The occurrence of caballine fossils has already been commented above. Assuming that they do not actually belong to Senèze collections, there still remain evidences for more than one species of equid at Senèze.
– A. senezensis, is the most frequent equid. Its similarities with A. pueblensis and A. mygdoniensis would point to a younger age than the now accepted dates of 2.1-2.2 MA.
– One upper cheek tooth and 16 limb bones belong to a very large Villafranchian equid. I refer them to ?Allohippus (see above the comparison of metapodials) but they could belong to a Late Pliocene species like at Oasele (Montopoli faunal unit?), or to an Early Pleistocene form like at Gannat (where it is associated with a Merck Rhinoceros and a peculiar Megaceros (C. Guérin, 1995, pers. com.)).

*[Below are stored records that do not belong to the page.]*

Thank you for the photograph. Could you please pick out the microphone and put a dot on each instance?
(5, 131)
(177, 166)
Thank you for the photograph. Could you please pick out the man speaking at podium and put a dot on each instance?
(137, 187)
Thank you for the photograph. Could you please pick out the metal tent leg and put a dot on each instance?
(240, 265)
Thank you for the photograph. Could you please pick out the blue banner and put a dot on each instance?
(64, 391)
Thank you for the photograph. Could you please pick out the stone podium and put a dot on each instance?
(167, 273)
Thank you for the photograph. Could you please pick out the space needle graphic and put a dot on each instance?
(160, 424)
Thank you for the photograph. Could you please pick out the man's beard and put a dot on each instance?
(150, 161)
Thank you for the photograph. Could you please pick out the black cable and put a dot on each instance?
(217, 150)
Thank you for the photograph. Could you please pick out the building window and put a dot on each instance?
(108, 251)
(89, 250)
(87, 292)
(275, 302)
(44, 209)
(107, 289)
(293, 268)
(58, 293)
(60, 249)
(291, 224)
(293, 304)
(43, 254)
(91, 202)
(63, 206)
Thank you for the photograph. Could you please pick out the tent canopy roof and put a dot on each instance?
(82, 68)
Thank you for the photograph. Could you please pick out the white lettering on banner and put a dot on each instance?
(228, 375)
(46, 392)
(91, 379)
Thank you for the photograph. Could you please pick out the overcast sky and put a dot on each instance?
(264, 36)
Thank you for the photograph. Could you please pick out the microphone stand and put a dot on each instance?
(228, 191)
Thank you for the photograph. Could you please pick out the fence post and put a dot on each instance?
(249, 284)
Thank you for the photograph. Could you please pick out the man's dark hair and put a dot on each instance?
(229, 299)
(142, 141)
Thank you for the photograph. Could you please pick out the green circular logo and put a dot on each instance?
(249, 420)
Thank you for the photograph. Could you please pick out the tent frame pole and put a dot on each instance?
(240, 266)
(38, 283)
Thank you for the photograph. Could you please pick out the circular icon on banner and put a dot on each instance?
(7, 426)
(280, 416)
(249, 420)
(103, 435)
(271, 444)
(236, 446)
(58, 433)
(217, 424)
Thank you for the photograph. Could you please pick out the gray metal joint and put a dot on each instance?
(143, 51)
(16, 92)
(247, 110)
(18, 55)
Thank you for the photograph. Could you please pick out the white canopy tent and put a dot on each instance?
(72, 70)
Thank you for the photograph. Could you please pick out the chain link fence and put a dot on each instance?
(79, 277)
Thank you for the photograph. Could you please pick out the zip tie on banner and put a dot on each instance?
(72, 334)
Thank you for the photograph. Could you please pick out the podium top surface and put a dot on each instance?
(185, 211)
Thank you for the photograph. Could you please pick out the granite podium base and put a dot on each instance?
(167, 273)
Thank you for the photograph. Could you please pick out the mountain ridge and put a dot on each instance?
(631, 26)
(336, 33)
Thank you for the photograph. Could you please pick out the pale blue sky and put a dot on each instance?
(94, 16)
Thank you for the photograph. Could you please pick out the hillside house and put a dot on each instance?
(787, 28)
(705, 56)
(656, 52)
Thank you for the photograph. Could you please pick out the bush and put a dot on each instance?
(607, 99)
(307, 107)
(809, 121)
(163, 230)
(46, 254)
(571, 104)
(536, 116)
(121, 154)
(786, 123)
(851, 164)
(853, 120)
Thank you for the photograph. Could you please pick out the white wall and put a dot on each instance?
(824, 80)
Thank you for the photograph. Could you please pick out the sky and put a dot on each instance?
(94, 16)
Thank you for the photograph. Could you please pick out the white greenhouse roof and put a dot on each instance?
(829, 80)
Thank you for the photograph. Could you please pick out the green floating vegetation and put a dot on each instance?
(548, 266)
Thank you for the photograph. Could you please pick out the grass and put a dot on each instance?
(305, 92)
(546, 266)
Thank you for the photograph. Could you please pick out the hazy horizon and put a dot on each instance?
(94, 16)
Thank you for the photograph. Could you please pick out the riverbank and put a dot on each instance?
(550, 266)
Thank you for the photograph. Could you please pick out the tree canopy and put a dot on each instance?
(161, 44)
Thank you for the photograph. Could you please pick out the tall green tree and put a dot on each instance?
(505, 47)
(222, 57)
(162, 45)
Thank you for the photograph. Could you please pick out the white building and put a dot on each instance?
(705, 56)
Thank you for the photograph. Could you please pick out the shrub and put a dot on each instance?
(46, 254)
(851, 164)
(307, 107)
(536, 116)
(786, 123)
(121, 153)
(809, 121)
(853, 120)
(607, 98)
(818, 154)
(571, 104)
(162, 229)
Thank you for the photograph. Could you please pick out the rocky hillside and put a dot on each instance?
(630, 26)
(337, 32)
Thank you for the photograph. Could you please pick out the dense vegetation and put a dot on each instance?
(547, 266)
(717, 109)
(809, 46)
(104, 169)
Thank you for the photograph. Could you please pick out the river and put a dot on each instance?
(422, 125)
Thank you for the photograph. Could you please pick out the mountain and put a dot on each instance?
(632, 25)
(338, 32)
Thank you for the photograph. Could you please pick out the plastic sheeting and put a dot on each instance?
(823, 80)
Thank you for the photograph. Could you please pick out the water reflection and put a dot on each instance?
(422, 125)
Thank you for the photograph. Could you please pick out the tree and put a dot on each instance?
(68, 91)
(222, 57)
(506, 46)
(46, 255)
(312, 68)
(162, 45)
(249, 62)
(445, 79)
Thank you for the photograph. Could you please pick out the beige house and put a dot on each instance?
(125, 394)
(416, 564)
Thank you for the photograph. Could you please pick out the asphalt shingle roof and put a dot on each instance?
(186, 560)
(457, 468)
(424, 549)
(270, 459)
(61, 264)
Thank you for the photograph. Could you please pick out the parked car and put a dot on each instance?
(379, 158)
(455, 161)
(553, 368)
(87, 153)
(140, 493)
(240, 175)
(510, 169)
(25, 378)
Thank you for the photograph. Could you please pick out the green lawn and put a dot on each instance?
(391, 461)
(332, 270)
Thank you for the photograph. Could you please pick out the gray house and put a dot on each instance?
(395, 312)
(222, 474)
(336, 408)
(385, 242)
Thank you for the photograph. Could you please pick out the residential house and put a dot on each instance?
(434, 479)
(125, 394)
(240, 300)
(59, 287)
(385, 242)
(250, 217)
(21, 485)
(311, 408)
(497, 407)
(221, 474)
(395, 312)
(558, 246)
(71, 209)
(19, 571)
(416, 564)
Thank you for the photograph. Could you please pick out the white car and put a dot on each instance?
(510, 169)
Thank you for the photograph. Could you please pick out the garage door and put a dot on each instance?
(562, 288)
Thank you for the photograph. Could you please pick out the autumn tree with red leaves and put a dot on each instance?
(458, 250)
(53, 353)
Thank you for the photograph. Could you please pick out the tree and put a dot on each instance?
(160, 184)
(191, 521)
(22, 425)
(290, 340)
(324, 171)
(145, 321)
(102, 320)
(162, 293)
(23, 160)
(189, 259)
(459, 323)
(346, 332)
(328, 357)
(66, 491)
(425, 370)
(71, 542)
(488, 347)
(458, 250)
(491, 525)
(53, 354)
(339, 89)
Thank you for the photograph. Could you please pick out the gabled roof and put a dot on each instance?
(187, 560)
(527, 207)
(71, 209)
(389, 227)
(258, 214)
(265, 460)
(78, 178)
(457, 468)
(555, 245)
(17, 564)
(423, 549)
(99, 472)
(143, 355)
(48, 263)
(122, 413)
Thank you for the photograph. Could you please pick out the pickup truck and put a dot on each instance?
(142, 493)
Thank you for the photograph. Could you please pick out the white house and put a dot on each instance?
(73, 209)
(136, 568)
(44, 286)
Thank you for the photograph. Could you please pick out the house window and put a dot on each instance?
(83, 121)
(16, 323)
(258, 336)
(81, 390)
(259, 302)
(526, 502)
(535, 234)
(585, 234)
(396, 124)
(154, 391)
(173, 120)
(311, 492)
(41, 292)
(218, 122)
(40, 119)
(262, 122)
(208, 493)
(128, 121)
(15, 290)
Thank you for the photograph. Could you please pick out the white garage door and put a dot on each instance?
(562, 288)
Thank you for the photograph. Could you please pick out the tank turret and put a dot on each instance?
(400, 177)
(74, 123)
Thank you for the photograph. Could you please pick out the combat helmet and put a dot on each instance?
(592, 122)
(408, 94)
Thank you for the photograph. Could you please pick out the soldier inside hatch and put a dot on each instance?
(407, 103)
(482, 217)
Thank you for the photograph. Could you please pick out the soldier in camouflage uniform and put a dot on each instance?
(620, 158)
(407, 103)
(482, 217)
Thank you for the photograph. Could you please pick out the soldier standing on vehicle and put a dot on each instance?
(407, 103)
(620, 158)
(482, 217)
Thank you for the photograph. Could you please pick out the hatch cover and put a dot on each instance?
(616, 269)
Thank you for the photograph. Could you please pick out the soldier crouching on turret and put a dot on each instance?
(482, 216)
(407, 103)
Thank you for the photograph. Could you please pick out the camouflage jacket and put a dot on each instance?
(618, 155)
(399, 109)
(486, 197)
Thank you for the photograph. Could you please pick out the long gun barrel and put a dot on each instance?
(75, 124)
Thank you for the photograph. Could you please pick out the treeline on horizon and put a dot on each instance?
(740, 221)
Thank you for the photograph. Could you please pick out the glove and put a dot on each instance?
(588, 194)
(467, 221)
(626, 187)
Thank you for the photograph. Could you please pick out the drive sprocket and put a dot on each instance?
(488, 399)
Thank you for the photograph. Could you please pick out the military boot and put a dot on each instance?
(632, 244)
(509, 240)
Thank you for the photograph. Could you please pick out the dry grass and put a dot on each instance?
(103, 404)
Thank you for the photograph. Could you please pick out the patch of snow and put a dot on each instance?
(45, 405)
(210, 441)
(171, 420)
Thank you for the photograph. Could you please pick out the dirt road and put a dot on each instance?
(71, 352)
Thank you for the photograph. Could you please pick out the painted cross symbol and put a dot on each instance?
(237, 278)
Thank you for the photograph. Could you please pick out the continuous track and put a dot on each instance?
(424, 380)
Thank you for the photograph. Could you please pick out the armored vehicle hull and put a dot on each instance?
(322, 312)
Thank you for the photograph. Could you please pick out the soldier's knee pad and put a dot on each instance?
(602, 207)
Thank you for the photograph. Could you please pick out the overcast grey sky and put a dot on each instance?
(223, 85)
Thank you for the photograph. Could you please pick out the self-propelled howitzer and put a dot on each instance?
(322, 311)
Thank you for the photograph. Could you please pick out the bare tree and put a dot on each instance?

– Two first phalanges are larger than the average for A. vireti (2.5Ma).
– One MC III resembles A. stehlini of Valdarno (younger than Olduvai).
– One MT III and one first phalanx resemble the small ?Allohippus sp. of Pyrgos (MNQ 18?).
The equid material of Senèze is not homogeneous. The bulk belongs to A. senezensis, intermediate in size between A. pueblensis and A. mygdoniensis. It was probably adapted to drier conditions than A. vireti. A few fossils give evidence for an younger age and even drier conditions. A very large equid (?Allohippus) is represented mostly by limb bones.